System: You are a smart kitchen assistant. Your goals:
1. Suggest dinner using only the fridge items below.
2. Update fridge state if the user mentions consuming or adding items.
3. Be concise and helpful.

Fridge Inventory:
{fridge_lines}

Conversation History:
{history_text}

User: {user_input}
Assistant:"""
    return prompt.strip()

### 5.3 Chat Function

In [42]:

def chat(user_input: str, max_new_tokens: int = 128):
    # Update fridge
    fridge_update_msg = update_fridge(user_input)

    # Build prompt
    prompt = build_prompt(user_input)

    # Encode prompt
    inputs = tokenizer(prompt, return_tensors="pt")
    input_ids = inputs["input_ids"]

    # Generate output
    with torch.no_grad():
        output_ids = model.generate(
            input_ids,
            max_new_tokens=max_new_tokens,
            do_sample=True,
            temperature=0.7,
            pad_token_id=tokenizer.eos_token_id
        )

    # Decode reply (skip the prompt portion)
    reply = tokenizer.decode(output_ids[0][input_ids.shape[1]:], skip_special_tokens=True).strip()

    # Update conversation history
    conversation_history.append({"role": "user", "content": user_input})
    conversation_history.append({"role": "assistant", "content": reply})

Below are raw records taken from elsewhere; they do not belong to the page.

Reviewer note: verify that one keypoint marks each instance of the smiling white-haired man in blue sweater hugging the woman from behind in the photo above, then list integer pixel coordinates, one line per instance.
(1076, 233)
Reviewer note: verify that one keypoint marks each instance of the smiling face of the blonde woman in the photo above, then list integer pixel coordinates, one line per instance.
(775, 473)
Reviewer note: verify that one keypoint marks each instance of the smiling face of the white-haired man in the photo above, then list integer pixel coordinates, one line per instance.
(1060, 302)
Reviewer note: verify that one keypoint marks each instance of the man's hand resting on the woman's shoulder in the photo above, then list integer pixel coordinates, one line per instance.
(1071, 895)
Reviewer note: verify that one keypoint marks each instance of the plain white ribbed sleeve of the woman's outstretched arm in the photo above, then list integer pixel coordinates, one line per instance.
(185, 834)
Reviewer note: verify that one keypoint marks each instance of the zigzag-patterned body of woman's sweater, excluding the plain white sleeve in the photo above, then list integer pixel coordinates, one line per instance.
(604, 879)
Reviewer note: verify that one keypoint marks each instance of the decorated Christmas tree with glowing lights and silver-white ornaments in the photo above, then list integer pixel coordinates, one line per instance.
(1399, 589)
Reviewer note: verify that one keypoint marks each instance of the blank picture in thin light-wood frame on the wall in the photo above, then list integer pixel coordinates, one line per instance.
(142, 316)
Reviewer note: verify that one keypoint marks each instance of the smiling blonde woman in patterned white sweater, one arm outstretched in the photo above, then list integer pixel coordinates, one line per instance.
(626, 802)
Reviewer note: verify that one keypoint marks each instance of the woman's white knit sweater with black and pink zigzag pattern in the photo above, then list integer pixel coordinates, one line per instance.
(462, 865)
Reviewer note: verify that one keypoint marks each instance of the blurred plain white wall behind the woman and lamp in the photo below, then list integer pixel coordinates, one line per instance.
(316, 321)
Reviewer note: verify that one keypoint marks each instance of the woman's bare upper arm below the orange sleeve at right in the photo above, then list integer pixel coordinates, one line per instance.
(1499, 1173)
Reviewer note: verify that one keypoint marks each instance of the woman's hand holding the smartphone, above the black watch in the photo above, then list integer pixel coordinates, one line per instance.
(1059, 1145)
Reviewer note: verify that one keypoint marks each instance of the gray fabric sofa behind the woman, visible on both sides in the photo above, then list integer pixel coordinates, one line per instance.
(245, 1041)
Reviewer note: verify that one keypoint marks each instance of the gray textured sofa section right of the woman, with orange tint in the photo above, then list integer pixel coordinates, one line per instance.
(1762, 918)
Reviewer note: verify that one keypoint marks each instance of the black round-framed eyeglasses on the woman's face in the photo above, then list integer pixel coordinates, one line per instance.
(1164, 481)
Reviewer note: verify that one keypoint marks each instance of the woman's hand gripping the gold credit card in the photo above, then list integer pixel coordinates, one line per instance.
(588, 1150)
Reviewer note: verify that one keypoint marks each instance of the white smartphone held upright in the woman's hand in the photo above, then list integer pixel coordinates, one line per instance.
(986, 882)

    # Include fridge feedback
    if fridge_update_msg:
        reply = f"{reply}\n\n[Fridge Update]: {fridge_update_msg}"

    return reply


In [48]:
def chat_streaming(user_input, max_new_tokens=128):
    # Update fridge state first
    fridge_update_msg = update_fridge(user_input)

    # Build prompt
    prompt = build_prompt(user_input)

    # Tokenize prompt
    inputs = tokenizer(prompt, return_tensors="pt").to(model.device)

    # Configure generation
    gen_config = GenerationConfig(
        max_new_tokens=max_new_tokens,
        temperature=0.7,
        do_sample=True,
        top_p=0.9
    )

    # Generate token-by-token
    output_ids = model.generate(
        **inputs,
        generation_config=gen_config
    )

    # Decode tokens as text
    reply_text = tokenizer.decode(output_ids[0][inputs["input_ids"].shape[1]:], skip_special_tokens=True)

    # Append to conversation history
    conversation_history.append({"role": "user", "content": user_input})
    conversation_history.append({"role": "assistant", "content": reply_text})

    # Combine reply + fridge update feedback
    if fridge_update_msg:
        reply_text = f"{reply_text}\n\n[Fridge Update]: {fridge_update_msg}"

    return reply_text

## 6. Demo Conversation

In [43]:

print(chat("Hi! What's in my fridge?"))
print(chat("I ate 2 eggs."))
print(chat("Can you suggest something for dinner?"))
print(chat("I bought more cheese."))
print(chat("What can I cook tonight?"))

The attention mask is not set and cannot be inferred from input because pad token is same as eos token. As a consequence, you may observe unexpected behavior. Please pass your input's `attention_mask` to obtain reliable results.


KeyboardInterrupt: 

In [None]:

print(chat_streaming("Hi! What's in my fridge?"))

`generation_config` default values have been modified to match model-specific defaults: {'use_cache': False, 'bos_token_id': 50256, 'eos_token_id': 50256}. If this is not desired, please set these values explicitly.
Setting `pad_token_id` to `eos_token_id`:50256 for open-end generation.